Algorithm	Environment	rlox SPS	SB3 SPS	Speedup
PPO	CartPole-v1	1,691	687	2.46x
PPO	Acrobot-v1	2,520	1,306	1.93x
PPO	HalfCheetah-v4	800	437	1.83x
PPO	Hopper-v4	1,237	770	1.61x
PPO	Walker2d-v4	931	762	1.22x
SAC	Pendulum-v1	46	42	1.11x
SAC	HalfCheetah-v4	42	63	0.68x
SAC	Hopper-v4	77	66	1.18x
SAC	Walker2d-v4	75	--	--
TD3	Pendulum-v1	76	65	1.17x
TD3	HalfCheetah-v4	117	101	1.16x
DQN	CartPole-v1	462	642	0.72x
DQN	MountainCar-v0	479	634	0.76x
A2C	CartPole-v1	2,028	489	4.15x

Known Issues (Fixed in v0.3.0 / v1.0.0)¶

All six convergence bugs identified during v5 benchmarking have been fixed. The v6 re-benchmark will validate these fixes.

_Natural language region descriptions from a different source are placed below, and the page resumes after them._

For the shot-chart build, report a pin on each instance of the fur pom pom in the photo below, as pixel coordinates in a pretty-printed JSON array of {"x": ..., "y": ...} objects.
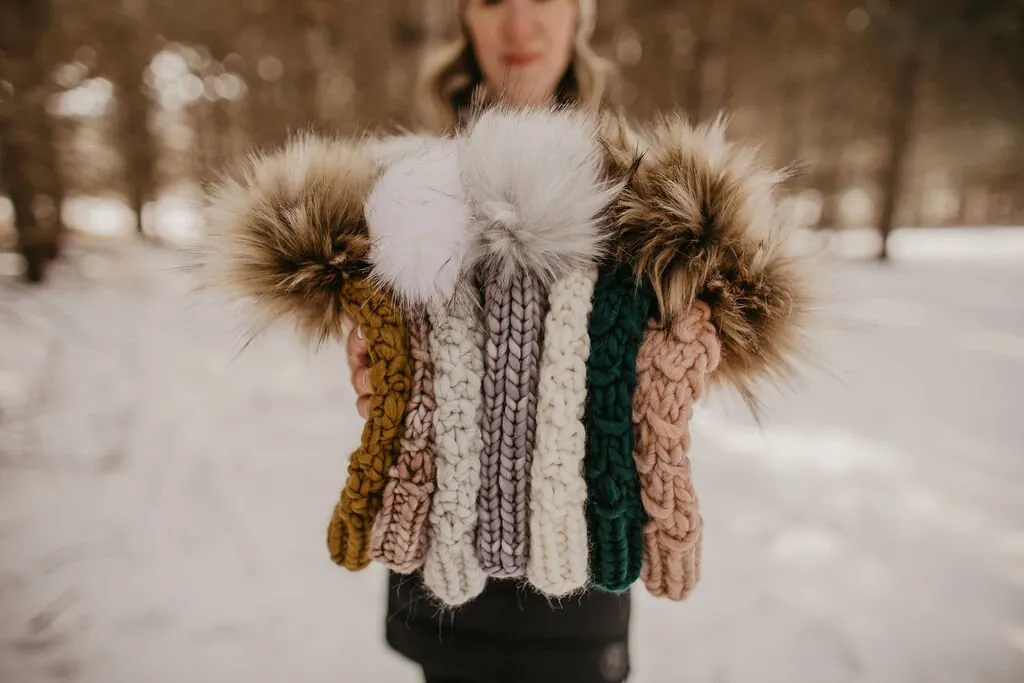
[
  {"x": 419, "y": 224},
  {"x": 535, "y": 181},
  {"x": 698, "y": 220},
  {"x": 288, "y": 230}
]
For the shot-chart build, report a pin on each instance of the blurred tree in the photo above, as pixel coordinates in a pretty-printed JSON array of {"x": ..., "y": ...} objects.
[
  {"x": 128, "y": 27},
  {"x": 28, "y": 159}
]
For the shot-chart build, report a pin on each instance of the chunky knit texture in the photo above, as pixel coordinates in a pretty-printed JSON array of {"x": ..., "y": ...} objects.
[
  {"x": 348, "y": 532},
  {"x": 399, "y": 534},
  {"x": 614, "y": 512},
  {"x": 672, "y": 368},
  {"x": 514, "y": 318},
  {"x": 451, "y": 568},
  {"x": 557, "y": 562}
]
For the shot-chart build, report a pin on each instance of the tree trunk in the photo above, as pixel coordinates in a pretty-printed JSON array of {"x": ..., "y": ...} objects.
[
  {"x": 137, "y": 143},
  {"x": 898, "y": 134},
  {"x": 371, "y": 53},
  {"x": 29, "y": 168}
]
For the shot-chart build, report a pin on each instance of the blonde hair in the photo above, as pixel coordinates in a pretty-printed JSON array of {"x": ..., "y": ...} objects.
[{"x": 452, "y": 78}]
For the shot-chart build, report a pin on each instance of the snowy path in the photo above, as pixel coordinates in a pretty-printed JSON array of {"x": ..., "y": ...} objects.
[{"x": 162, "y": 506}]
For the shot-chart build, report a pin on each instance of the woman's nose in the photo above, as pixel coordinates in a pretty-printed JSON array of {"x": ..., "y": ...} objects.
[{"x": 519, "y": 20}]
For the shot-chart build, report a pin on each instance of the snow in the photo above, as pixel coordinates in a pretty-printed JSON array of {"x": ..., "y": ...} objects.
[{"x": 163, "y": 497}]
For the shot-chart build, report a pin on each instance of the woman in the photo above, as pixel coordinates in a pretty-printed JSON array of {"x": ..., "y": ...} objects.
[{"x": 522, "y": 52}]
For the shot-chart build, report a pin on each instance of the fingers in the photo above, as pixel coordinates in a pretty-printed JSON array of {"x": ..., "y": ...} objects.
[
  {"x": 358, "y": 355},
  {"x": 360, "y": 381}
]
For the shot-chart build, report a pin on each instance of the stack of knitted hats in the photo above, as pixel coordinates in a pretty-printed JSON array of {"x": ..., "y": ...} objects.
[{"x": 545, "y": 296}]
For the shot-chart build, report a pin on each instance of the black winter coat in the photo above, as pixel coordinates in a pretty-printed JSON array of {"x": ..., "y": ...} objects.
[{"x": 511, "y": 634}]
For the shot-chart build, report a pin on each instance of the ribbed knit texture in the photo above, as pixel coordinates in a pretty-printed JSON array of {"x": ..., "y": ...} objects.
[
  {"x": 348, "y": 532},
  {"x": 672, "y": 368},
  {"x": 451, "y": 568},
  {"x": 514, "y": 319},
  {"x": 399, "y": 534},
  {"x": 557, "y": 562},
  {"x": 614, "y": 512}
]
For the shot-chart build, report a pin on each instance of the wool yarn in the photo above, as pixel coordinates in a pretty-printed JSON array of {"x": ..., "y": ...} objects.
[
  {"x": 614, "y": 511},
  {"x": 451, "y": 568},
  {"x": 673, "y": 365},
  {"x": 514, "y": 318},
  {"x": 348, "y": 531},
  {"x": 399, "y": 534},
  {"x": 557, "y": 559}
]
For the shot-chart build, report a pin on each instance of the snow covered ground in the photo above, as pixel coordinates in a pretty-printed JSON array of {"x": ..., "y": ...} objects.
[{"x": 163, "y": 499}]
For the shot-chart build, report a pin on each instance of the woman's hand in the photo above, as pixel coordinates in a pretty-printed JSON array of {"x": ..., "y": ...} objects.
[{"x": 358, "y": 361}]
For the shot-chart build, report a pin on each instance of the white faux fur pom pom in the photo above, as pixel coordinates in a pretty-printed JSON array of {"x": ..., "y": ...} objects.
[
  {"x": 535, "y": 178},
  {"x": 418, "y": 221}
]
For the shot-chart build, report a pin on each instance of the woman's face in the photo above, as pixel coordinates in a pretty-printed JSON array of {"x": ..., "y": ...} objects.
[{"x": 523, "y": 46}]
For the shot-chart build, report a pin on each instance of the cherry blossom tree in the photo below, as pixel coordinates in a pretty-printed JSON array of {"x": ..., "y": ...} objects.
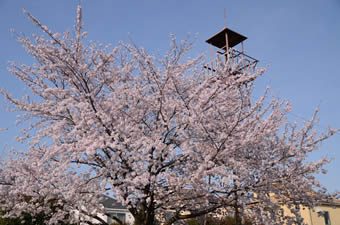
[{"x": 167, "y": 140}]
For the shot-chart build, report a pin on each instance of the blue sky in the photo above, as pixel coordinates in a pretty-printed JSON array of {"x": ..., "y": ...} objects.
[{"x": 299, "y": 42}]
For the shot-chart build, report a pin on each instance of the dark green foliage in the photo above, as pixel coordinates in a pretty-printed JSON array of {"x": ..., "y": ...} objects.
[{"x": 209, "y": 220}]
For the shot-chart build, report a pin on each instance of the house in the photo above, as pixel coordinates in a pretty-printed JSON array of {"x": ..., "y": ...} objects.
[
  {"x": 326, "y": 213},
  {"x": 114, "y": 208}
]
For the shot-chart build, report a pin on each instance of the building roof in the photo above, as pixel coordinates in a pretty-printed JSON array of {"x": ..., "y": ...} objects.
[{"x": 218, "y": 40}]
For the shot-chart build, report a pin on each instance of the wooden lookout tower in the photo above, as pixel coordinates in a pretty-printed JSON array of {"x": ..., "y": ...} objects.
[{"x": 226, "y": 41}]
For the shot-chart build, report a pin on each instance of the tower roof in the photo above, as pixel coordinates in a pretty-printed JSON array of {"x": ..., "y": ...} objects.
[{"x": 218, "y": 40}]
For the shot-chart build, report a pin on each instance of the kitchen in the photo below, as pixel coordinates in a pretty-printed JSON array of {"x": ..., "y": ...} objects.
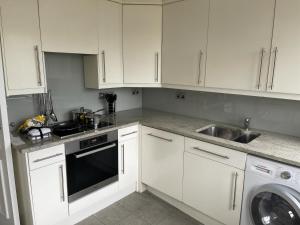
[{"x": 149, "y": 112}]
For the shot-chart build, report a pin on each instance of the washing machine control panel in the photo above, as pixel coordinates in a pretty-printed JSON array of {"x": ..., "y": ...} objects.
[{"x": 286, "y": 175}]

Bug	Fix (v0.3.0)	Affected Results
Truncation bootstrap missing	V(terminal_obs) bootstrap for truncated episodes	PPO Hopper (628 vs 3577)
Scalar obs normalization	Per-dimension Welford stats via `RunningStatsVec`	All MuJoCo envs
Raw reward normalization	Return-based std (SB3 convention)	All normalized envs
Train/collect obs mismatch	Consistent normalization via `VecNormalize` wrapper	All normalized envs
A2C advantage normalization	Default changed to False for small batches	A2C CartPole (54 vs 500)
log_std init = -0.5	Changed to 0.0 (std=1.0, matching SB3)	All continuous envs

Pre-fix notes (v5 results above)¶

PPO Hopper gap (628 vs 3577): Truncation bootstrap + normalization bugs. Fixed.
A2C CartPole instability (54 vs 500): Advantage normalization default. Fixed.
DQN underperformance: DQN results lag behind SB3 on both CartPole and MountainCar; under investigation.

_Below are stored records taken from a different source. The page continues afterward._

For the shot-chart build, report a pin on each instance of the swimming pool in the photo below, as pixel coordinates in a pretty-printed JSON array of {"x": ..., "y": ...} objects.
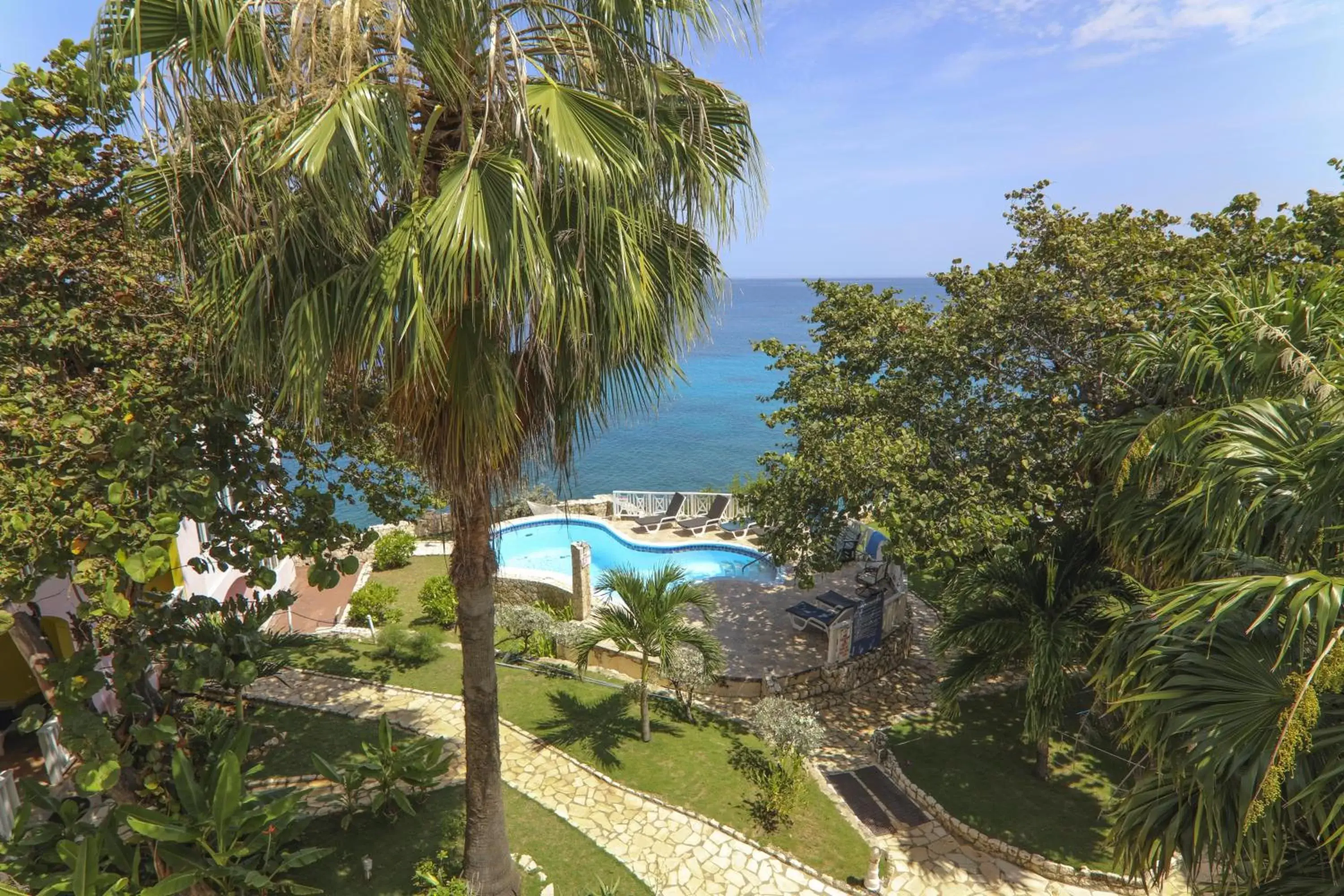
[{"x": 545, "y": 544}]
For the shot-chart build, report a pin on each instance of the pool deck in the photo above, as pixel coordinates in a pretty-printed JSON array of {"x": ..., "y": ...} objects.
[{"x": 753, "y": 626}]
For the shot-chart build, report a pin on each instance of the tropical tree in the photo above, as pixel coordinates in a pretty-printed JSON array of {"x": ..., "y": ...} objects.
[
  {"x": 956, "y": 425},
  {"x": 1226, "y": 495},
  {"x": 1034, "y": 612},
  {"x": 652, "y": 620},
  {"x": 491, "y": 222}
]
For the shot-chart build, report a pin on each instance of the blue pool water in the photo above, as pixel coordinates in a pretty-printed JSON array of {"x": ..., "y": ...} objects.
[
  {"x": 709, "y": 429},
  {"x": 545, "y": 544}
]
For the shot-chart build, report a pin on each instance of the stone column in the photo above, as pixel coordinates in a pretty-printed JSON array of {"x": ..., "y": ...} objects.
[{"x": 581, "y": 599}]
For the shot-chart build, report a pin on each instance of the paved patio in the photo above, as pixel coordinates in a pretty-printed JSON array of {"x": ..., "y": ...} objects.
[{"x": 756, "y": 632}]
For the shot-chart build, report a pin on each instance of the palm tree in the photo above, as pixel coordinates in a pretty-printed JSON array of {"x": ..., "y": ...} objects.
[
  {"x": 488, "y": 222},
  {"x": 654, "y": 622},
  {"x": 1031, "y": 612},
  {"x": 1228, "y": 493}
]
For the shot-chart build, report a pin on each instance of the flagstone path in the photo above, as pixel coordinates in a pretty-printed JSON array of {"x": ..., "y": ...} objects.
[{"x": 674, "y": 851}]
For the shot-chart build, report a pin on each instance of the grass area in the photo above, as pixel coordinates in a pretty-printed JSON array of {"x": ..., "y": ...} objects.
[
  {"x": 408, "y": 582},
  {"x": 982, "y": 773},
  {"x": 306, "y": 732},
  {"x": 570, "y": 860},
  {"x": 686, "y": 763}
]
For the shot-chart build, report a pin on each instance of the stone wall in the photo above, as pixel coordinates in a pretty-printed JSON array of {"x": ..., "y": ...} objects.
[
  {"x": 529, "y": 591},
  {"x": 820, "y": 687},
  {"x": 1047, "y": 868}
]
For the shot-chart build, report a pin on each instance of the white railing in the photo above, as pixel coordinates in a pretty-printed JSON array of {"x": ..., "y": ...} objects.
[{"x": 636, "y": 504}]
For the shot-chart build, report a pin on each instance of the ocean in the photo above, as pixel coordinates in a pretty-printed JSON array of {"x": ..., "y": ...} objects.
[{"x": 710, "y": 429}]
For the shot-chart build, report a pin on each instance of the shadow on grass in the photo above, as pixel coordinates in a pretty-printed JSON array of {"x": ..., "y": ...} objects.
[
  {"x": 342, "y": 659},
  {"x": 982, "y": 771},
  {"x": 601, "y": 726}
]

Candle Hybrid Collection Benchmark¶

Measured on Apple M-series, CartPole-v1, PPO (n_steps=128, n_epochs=4, hidden=64):

n_envs	Hybrid SPS	Standard SPS	Speedup	Collection %
4	32,460	18,779	1.73x	45.6%
8	40,020	23,037	1.74x	41.2%
16	47,863	32,204	1.49x	30.7%
32	53,721	42,748	1.26x	23.4%

The speedup is strongest at lower env counts (4-8 envs: 1.7x) where per-step Python dispatch overhead (~113us) dominates. With more envs, PyTorch's BLAS amortizes the overhead, narrowing the gap.

The Candle hybrid approach eliminates Python dispatch overhead during collection, shifting the bottleneck entirely to the PyTorch training backward pass.

Info

A v6 re-benchmark is planned using rlox v1.0.0 with all six convergence fixes applied. This will include multi-seed runs (5 seeds) with IQM statistics and learning curve plots. Results will be uploaded to gs://rkox-bench-results/convergence-*/.